Some random notes that didn’t really fit neatly into the study findings…
Unlike my four previous posts on the topic of our AI study on LLM technology, this one is more a collage of items that didn’t really fit well enough to include in the written presentation. They might come up in a verbal presentation, but not likely unless a question drove the interest in a deep dive. But I like having some sort of written record beyond just my endless pages of random notes, so I thought this might make an interesting post to share.
So random LLM thoughts…
1. There’s an interesting question around where the cost/benefit lines are between utilizing a model with a very large context window like Claude 2, utilizing secondary vector databases calls, custom keyword search plugins, or custom training whole models. Obviously it depends on the use case(s) and the associated value and funding, but it’s not necessarily a clear line, and definitely a nuanced answer on which to use for what.
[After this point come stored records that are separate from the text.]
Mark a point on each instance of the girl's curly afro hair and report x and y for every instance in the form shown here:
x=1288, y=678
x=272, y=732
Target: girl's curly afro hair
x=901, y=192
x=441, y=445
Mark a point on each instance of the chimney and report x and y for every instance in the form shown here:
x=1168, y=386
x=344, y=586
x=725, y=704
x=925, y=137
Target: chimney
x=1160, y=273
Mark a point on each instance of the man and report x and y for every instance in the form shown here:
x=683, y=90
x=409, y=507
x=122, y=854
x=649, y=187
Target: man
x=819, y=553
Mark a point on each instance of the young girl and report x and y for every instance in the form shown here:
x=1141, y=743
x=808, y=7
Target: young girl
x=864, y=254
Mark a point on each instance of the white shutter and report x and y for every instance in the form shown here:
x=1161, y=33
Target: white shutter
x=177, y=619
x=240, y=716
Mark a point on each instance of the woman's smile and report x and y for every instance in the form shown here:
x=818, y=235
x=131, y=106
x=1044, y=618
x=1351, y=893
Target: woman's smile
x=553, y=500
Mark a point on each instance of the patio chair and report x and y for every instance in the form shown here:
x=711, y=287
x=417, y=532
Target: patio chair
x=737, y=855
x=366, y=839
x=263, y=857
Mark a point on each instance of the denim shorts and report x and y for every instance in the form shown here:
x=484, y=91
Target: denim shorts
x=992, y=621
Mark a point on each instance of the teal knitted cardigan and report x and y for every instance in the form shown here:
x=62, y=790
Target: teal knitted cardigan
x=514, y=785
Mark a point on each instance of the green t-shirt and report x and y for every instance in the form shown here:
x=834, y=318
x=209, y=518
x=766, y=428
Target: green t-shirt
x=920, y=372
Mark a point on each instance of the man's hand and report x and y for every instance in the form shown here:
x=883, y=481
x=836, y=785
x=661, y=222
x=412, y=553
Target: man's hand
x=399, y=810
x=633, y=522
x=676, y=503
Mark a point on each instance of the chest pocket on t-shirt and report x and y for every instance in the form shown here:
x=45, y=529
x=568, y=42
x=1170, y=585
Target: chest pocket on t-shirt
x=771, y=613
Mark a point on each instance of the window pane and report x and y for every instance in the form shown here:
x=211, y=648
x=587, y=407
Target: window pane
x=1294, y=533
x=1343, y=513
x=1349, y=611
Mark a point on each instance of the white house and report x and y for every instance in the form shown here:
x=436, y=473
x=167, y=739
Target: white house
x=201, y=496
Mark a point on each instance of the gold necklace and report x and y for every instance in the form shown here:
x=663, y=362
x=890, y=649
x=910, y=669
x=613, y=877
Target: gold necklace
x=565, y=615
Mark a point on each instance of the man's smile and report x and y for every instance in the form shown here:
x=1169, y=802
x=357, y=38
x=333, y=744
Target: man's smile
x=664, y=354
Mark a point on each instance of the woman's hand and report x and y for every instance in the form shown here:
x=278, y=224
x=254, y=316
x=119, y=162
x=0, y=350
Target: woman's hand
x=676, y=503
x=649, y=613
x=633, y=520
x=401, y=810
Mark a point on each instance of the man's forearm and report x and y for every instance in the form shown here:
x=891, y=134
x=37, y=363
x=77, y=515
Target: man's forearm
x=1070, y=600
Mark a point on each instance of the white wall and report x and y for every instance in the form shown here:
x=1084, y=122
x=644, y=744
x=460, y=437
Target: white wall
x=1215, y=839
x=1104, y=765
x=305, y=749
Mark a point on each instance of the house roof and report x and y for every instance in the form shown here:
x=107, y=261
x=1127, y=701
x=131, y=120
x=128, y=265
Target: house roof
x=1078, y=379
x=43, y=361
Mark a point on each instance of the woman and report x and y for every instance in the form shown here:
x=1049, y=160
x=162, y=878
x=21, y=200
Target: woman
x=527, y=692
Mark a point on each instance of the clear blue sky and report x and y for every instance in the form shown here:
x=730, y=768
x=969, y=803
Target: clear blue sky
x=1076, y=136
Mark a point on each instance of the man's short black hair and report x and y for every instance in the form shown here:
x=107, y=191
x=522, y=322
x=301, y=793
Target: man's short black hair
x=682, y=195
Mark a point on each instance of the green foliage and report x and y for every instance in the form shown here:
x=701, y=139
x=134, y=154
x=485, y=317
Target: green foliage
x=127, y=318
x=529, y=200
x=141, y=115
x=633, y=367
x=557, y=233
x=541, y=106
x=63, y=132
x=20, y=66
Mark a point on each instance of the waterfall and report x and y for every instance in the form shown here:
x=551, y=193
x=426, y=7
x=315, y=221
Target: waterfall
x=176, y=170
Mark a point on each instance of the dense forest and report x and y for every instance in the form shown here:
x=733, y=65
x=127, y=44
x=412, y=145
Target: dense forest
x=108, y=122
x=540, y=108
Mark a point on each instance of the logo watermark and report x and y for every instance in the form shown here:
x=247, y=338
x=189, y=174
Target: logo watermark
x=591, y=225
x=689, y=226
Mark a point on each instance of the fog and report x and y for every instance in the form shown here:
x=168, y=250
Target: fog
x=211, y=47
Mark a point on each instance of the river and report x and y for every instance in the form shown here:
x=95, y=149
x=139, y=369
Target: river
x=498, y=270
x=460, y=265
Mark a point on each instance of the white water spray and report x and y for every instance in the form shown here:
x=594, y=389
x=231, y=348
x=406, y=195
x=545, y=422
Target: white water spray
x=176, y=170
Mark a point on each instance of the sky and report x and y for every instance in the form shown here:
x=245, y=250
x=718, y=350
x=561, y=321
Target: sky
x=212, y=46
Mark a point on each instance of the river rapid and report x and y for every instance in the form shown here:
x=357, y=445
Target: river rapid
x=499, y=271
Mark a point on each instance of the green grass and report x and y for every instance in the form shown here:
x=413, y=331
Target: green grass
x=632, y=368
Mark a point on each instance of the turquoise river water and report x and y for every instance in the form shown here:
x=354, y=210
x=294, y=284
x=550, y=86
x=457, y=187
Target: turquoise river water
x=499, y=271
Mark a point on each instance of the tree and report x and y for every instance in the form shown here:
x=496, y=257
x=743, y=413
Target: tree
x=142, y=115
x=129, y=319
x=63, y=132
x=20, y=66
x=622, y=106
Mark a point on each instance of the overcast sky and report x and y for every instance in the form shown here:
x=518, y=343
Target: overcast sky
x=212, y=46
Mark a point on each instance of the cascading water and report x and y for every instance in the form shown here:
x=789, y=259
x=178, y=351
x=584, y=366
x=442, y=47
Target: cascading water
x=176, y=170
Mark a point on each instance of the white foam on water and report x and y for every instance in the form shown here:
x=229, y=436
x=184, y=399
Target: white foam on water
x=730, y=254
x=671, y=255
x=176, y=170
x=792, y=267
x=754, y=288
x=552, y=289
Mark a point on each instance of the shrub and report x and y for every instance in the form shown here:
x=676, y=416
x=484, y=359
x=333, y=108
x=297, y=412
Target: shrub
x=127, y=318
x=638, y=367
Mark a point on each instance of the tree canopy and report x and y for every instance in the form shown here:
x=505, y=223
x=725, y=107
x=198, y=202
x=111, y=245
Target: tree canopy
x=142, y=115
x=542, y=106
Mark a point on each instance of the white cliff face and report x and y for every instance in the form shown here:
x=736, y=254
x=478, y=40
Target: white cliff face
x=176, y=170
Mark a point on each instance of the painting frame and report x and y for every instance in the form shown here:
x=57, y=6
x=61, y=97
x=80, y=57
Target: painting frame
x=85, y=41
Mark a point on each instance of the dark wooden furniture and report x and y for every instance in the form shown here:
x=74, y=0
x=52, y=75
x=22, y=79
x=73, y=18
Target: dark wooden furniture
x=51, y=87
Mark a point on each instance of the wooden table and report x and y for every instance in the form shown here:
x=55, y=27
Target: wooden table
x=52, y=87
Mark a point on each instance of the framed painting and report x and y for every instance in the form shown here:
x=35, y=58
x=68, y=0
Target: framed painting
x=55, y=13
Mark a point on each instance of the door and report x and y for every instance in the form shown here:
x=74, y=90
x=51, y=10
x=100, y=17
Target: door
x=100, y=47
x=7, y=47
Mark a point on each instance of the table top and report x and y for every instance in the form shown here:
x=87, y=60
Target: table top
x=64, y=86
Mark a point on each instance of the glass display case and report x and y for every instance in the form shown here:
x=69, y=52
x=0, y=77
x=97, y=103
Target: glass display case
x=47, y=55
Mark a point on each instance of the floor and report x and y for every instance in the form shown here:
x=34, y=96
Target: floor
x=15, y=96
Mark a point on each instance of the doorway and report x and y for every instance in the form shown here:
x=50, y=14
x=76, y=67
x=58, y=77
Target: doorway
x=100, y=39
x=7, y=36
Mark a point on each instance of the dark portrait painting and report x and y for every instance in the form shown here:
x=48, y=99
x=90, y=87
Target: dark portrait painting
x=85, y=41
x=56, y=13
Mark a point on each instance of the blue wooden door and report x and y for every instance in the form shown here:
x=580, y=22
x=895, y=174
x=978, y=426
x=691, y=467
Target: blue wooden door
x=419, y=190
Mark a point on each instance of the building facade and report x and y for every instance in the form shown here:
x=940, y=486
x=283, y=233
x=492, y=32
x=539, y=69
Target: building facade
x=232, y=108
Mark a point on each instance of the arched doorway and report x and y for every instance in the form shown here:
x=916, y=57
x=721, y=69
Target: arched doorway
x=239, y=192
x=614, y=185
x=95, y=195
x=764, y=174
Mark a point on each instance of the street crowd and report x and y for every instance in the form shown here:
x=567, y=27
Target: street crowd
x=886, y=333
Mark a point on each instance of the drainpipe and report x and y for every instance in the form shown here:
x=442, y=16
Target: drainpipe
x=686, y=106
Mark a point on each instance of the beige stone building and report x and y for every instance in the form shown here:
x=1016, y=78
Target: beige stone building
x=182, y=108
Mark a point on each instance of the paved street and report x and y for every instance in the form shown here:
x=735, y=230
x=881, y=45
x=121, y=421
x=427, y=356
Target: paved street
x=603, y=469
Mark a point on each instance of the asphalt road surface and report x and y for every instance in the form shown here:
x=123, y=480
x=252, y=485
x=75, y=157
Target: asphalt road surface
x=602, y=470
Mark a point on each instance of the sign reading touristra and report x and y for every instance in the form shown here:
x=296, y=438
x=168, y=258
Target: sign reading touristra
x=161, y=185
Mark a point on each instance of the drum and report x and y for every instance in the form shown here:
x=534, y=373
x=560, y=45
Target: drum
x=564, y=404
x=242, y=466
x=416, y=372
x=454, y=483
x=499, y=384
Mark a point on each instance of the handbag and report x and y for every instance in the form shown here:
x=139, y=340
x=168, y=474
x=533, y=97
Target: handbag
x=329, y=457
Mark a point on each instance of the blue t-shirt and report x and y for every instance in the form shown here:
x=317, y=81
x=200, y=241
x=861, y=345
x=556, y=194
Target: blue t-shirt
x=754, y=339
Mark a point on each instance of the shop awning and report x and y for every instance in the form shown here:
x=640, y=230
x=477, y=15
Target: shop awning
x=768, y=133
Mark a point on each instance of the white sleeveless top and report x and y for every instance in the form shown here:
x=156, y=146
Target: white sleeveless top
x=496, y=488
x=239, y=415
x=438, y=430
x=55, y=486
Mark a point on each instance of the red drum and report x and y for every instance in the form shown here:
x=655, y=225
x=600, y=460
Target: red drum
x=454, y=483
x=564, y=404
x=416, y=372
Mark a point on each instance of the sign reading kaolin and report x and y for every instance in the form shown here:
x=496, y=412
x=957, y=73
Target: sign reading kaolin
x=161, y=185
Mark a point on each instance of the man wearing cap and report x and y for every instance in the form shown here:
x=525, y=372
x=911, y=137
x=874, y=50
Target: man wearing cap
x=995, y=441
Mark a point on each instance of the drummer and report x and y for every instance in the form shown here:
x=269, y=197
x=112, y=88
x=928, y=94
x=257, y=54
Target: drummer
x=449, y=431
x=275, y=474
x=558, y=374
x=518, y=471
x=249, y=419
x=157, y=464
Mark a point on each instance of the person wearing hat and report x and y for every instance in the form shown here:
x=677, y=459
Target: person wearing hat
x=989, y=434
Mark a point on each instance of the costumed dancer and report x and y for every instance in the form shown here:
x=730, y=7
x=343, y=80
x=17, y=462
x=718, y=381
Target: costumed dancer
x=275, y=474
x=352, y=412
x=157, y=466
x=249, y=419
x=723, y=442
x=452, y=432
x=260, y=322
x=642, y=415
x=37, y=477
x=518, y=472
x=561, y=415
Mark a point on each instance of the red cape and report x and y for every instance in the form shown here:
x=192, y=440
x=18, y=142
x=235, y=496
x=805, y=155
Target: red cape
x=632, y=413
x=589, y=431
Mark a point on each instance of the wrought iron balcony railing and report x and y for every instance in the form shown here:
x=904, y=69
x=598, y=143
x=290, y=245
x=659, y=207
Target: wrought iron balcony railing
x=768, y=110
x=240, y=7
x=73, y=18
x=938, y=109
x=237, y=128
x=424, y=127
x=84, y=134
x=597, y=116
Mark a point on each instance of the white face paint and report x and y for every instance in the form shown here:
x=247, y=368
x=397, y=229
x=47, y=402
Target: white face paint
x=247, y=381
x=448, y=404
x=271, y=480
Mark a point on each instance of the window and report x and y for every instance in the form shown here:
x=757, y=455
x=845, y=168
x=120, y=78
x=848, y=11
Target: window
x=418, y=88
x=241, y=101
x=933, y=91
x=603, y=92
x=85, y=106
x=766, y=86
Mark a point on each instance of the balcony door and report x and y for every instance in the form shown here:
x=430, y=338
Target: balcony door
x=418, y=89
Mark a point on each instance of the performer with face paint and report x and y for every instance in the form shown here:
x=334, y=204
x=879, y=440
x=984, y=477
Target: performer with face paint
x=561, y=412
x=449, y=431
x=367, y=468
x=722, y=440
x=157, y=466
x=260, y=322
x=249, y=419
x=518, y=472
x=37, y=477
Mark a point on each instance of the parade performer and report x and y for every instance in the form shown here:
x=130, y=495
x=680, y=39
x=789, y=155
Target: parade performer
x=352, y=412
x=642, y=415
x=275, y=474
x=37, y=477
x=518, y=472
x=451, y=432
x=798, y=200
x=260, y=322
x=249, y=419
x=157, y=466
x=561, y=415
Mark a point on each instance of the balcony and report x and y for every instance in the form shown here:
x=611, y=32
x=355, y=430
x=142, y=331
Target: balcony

2. Which modality, or combination there of, might lead to the next major performance break through in LLMs? Clearly there’s some sort of S curve in performance that’s evolving currently with the technology as we see both no major capability jumps on the upper end on language only models, but huge strides in the bottom end both catching up in performance and slimming down in overall size (efficiency). All the news that’s official or leaking out indicates multi-modal will be the next big leap, but will be interesting to see if text and vision is enough, or sound or something else is necessary to achieve major breakthroughs in overall performance, or if additional modalities simply see new but similar performance as language does today.
3. The secret to selecting what high value use cases to build custom tools around is identifying the cross section of large unrefined or disorganized textual data sets, hard to find trends/patterns/insights, and high workloads. I think a simple example of this would be something like IRS tax audit cuing, where you have limited personnel, very large textual data sets, and a high value on potential trend/pattern/insight cuing. Being right enough (leaning into the stochastic nature of the models) on highly recurring valuable tasks to drive additional specific actions (to validate and process findings) is a great application for this technology.